Megan Graham, spokeswoman for La Plata County, cautioned that the decision doesn’t mean satellite customers will be able to turn on their televisions tomorrow for 24/7 coverage from Denver stations.
Instead, the order directs satellite providers and Denver stations to work out technical details of bringing Denver TV to areas as their main local stations.
Colorado Attorney General Phil Weiser said that as a communication lawyer, he had taken a special interest in La Plata and Montezuma counties’ orphan status.
“In visiting areas of Colorado, this came up as a particular concern for Southwest Colorado that for too long has been unable to receive television coverage of the state’s relevant cultural, political, social and, yes, sports issues,” Weiser said.
In a visit to Washington in March, Weiser said he made a point of visiting the FCC to press for action on La Plata County’s petition to receive Denver TV.
Albuquerque television stations had asked for a review of the county’s petition to receive Denver TV, but Thursday’s order largely supports granting La Plata and Montezuma county residents access to Denver broadcast stations through satellite providers.
Graham noted the order applies only to satellite providers and does not affect traditional cable TV providers.
Tipton called the news a positive step and added, “I applaud the FCC’s decision to expedite the process of bringing Colorado TV to residents in Southwest Colorado. It is well past time that this issue be resolved. I look forward to continued engagement with all parties involved in this issue until all Coloradans have the ability to watch their local news, weather and sports.”
Gardner said he has worked to bring Denver TV to Southwest Colorado throughout his tenure in the U.S. House.

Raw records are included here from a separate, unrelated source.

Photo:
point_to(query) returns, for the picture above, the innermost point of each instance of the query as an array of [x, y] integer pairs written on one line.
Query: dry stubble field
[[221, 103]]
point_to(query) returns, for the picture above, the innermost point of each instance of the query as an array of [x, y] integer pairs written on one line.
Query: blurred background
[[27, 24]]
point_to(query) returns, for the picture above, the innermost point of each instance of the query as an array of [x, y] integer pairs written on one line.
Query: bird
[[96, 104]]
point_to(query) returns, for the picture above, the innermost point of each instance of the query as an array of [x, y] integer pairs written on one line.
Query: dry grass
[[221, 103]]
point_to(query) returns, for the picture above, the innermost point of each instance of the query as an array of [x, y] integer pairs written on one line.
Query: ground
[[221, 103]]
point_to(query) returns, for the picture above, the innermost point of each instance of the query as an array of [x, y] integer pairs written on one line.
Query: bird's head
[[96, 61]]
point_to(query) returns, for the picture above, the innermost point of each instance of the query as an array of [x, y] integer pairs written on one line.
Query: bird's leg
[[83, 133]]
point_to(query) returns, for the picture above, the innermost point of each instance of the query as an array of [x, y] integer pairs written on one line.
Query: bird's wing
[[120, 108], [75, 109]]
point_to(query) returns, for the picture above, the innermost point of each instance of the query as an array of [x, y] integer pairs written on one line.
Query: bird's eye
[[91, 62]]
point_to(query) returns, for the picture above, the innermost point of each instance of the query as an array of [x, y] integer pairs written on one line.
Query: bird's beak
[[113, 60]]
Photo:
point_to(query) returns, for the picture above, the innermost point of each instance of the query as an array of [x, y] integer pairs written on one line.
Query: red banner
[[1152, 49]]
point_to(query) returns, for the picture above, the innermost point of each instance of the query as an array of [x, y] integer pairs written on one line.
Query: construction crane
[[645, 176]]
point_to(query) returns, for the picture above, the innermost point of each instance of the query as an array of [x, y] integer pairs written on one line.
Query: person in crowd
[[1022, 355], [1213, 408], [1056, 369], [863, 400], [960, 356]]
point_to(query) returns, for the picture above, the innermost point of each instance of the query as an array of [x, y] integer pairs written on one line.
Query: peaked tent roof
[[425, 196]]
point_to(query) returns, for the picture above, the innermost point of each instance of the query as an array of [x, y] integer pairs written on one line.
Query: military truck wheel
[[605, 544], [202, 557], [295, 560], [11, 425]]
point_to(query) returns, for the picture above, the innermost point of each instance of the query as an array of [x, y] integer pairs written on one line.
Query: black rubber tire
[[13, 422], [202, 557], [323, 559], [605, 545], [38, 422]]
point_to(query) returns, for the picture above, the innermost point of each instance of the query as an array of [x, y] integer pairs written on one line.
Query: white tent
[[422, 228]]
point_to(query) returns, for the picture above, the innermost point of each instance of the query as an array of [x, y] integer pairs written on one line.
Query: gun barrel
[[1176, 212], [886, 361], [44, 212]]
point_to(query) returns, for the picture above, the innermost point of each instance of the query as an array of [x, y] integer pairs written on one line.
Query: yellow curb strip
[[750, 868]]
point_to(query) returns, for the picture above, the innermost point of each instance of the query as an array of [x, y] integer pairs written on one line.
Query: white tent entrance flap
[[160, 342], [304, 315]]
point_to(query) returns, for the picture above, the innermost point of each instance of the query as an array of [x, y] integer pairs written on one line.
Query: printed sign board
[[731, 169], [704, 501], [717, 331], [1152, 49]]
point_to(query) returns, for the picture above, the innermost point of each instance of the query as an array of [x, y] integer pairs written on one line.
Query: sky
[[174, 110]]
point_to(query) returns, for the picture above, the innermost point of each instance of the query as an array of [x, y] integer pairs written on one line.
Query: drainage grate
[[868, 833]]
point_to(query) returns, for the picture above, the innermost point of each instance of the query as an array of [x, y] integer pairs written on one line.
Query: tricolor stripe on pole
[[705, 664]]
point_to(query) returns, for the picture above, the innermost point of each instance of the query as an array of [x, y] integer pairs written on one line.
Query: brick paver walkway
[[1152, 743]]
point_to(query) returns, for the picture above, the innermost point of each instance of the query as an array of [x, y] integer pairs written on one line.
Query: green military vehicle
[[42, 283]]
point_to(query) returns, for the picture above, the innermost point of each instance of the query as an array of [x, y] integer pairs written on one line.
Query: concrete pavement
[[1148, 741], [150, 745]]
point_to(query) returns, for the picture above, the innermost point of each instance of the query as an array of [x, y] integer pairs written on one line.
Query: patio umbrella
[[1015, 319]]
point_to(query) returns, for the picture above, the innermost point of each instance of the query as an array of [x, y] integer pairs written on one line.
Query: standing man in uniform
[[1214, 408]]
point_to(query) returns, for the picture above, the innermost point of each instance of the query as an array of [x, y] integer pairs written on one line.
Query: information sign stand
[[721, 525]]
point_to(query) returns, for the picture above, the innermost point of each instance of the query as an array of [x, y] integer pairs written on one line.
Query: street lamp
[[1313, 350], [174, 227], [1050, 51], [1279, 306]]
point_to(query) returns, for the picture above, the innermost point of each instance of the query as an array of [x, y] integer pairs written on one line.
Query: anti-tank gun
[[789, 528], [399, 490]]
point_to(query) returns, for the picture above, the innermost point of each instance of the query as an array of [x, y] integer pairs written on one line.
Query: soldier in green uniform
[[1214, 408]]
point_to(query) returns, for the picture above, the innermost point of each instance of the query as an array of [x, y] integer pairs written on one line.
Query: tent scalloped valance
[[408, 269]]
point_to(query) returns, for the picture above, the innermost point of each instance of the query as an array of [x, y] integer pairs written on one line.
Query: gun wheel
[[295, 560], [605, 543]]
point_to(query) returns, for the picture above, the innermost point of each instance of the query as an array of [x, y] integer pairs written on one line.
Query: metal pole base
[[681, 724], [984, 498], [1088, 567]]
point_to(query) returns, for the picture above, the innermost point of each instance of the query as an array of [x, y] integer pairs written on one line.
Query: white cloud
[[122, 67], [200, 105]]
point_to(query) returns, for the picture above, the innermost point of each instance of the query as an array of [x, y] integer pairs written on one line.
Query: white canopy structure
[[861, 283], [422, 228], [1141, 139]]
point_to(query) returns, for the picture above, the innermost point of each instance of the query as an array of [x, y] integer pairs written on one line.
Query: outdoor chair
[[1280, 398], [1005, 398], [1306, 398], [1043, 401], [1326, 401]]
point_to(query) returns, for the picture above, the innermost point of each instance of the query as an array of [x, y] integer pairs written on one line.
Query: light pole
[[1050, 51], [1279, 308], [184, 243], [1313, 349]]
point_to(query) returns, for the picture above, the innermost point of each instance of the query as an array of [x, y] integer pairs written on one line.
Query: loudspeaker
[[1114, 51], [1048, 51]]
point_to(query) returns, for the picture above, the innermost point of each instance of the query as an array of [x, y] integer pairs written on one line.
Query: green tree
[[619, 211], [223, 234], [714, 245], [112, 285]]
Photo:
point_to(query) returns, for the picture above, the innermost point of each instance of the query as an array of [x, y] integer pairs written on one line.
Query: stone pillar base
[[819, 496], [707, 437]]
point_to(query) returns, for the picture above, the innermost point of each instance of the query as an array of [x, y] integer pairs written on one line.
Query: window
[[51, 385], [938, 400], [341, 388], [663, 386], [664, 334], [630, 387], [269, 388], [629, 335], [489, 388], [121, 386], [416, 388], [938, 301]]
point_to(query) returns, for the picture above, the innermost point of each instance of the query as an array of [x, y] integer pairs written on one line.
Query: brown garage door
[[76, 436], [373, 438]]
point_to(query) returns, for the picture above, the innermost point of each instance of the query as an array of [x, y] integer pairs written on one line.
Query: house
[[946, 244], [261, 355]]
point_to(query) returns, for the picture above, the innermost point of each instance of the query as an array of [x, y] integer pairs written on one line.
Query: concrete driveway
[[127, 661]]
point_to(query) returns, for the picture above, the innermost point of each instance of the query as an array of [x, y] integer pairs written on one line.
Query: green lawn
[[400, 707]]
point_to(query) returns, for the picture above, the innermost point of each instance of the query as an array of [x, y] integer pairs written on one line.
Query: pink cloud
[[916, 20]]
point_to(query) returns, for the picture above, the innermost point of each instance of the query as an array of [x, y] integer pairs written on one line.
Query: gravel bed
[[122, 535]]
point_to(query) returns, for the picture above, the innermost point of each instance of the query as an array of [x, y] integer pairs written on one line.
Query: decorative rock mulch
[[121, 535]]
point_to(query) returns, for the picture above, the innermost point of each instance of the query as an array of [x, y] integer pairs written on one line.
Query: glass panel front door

“For too long, many Coloradans living in the Four Corners region have not been able to get Colorado news, weather, sports and critical emergency information, and it’s about time we fix this once and for all,” Gardner said in a joint news release issued by the congressional delegation. “Today’s announcement is positive, but there is more work to be done, and I will continue to work with the interested stakeholders to resolve this issue as quickly as possible.”
La Plata County was the first county in the United States to submit a market modification petition.
In a news release on the FCC action, Karen Modlin, a spokeswoman for DISH Network, called it great news for La Plata County satellite customers. Modlin added the advocacy of Tipton, Bennet, Gardner and Weiser was key in bringing about Thursday’s FCC decision.
Weiser said he will watch the next steps in the process and will try to ensure Denver television stations and satellite providers “finalize agreements to make this a reality.”
“I am going to stay on this,” Weiser said. “I know it is an issue of great importance to residents of La Plata and Montezuma counties.”